Monday, November 13, 2017
Imagine spending more than two decades in prison for a crime you didn’t commit. That's exactly the nightmare scenario North Carolina man Willie Grimes found himself in. Sarah Delia talks with him about his case and the rise of exonerations for the wrongfully convicted.
Grimes was tried and convicted for a sexual assault against an elderly woman in Hickory in 1987. He was sentenced to life in prison and maintained his innocence throughout his 24 years in prison. Through the Innocence Inquiry Commission, a state agency in North Carolina and the first of its kind in the country, Grimes was exonerated of the crime and released in 2012.
Cases like these are rare, but have a profound impact on the lives of those wrongfully accused, on victims, and confidence in the criminal justice system. Exonerations of the wrongfully convicted are on the rise. This is due in part to DNA evidence, but also a result of tireless work by advocacy groups like the North Carolina Center for Actual Innocence, which push for reforms of the criminal justice system.

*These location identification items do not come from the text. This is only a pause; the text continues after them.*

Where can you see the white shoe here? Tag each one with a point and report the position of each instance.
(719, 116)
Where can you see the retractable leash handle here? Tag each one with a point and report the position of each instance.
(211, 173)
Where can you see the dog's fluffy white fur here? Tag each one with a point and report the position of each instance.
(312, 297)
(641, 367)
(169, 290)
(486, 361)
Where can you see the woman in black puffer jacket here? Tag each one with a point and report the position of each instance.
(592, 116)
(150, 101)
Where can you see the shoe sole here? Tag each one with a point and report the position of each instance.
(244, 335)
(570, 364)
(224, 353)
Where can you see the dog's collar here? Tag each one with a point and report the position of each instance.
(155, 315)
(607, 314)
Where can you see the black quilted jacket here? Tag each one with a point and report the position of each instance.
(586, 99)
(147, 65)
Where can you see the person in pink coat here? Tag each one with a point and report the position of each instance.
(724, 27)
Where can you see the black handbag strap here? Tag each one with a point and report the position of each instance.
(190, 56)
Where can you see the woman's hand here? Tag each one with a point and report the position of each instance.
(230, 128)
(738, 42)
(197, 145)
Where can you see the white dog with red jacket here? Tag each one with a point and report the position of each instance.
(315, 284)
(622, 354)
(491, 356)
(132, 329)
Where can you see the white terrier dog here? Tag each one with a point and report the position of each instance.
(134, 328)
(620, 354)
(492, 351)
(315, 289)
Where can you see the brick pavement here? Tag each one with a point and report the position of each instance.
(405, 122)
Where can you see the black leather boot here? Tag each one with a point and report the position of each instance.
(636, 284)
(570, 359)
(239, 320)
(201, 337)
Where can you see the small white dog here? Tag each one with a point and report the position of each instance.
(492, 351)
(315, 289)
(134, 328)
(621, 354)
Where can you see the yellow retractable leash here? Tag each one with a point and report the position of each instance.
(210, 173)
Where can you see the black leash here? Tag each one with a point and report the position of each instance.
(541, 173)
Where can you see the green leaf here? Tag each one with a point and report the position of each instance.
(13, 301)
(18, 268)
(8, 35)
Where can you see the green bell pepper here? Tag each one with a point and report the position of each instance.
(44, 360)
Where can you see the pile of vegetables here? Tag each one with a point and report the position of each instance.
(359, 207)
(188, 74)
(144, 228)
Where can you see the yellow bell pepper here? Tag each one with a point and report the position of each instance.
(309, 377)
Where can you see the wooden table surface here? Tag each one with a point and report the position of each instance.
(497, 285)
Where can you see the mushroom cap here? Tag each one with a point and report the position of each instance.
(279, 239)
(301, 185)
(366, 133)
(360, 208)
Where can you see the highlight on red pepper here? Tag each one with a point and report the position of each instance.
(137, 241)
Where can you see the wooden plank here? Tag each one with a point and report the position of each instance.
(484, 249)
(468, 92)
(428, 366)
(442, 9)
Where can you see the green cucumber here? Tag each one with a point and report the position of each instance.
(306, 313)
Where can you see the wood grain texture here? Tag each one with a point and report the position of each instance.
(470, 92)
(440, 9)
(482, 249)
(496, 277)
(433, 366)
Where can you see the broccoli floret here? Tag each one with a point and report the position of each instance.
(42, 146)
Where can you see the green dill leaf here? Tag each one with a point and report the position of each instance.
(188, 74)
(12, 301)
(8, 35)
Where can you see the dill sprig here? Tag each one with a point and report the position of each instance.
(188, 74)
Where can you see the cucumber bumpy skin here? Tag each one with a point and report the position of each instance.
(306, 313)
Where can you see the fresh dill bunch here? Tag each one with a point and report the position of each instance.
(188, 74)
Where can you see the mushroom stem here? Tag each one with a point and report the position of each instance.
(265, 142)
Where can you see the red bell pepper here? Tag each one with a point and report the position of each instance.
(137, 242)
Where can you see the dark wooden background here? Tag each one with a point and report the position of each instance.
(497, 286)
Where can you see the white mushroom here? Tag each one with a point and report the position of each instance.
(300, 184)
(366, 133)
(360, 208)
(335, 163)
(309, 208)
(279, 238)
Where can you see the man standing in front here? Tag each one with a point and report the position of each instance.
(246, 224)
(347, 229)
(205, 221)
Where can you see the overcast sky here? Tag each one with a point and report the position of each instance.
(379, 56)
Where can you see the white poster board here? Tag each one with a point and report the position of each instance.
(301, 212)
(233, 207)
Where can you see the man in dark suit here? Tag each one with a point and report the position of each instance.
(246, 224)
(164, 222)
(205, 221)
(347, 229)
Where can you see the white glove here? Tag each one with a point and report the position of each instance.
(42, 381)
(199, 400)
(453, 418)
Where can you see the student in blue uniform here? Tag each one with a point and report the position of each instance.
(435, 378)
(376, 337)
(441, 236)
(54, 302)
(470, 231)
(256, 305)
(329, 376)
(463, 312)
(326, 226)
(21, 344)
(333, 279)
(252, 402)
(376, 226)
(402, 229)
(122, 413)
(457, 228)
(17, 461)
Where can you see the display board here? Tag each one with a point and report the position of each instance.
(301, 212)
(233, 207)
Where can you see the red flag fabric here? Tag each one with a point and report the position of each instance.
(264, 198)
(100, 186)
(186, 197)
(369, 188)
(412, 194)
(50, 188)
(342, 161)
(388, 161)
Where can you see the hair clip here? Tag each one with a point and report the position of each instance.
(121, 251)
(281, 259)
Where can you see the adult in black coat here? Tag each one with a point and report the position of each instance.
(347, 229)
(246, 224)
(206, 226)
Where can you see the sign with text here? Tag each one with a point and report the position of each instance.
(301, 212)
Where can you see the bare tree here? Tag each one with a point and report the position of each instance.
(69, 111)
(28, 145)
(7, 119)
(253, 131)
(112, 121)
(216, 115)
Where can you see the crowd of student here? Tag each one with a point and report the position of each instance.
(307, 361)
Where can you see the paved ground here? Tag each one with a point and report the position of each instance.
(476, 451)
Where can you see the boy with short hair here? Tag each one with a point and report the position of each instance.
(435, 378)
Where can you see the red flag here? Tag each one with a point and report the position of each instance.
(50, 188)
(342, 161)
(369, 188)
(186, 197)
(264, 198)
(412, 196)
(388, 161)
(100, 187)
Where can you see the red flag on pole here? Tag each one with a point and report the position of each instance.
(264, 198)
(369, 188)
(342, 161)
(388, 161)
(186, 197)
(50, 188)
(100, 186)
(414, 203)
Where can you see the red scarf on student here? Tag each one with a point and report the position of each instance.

This state has been at the forefront of the movement to get wrongful convictions overturned. We examine some of the work being done in North Carolina and hear more about Willie Grimes' case from the man himself and an author who has chronicled the story of his wrongful conviction and his long path to exoneration in the book Ghost of the Innocent Man: A True Story of Trial and Redemption.
Benjamin Rachlin - Author of Ghost of the Innocent Man: A True Story of Trial and Redemption, which chronicles the case and exoneration of Willie Grimes
Willie Grimes - North Carolina man who served 24 years in prison for a crime he did not commit. He was accused and convicted of a sexual assault in 1987 against an elderly woman. He was exonerated and released from prison in 2012.
Chris Mumma - Attorney and Executive Director of the North Carolina Center for Actual Innocence. She represented Willie Grimes and advocates for the wrongfully convicted.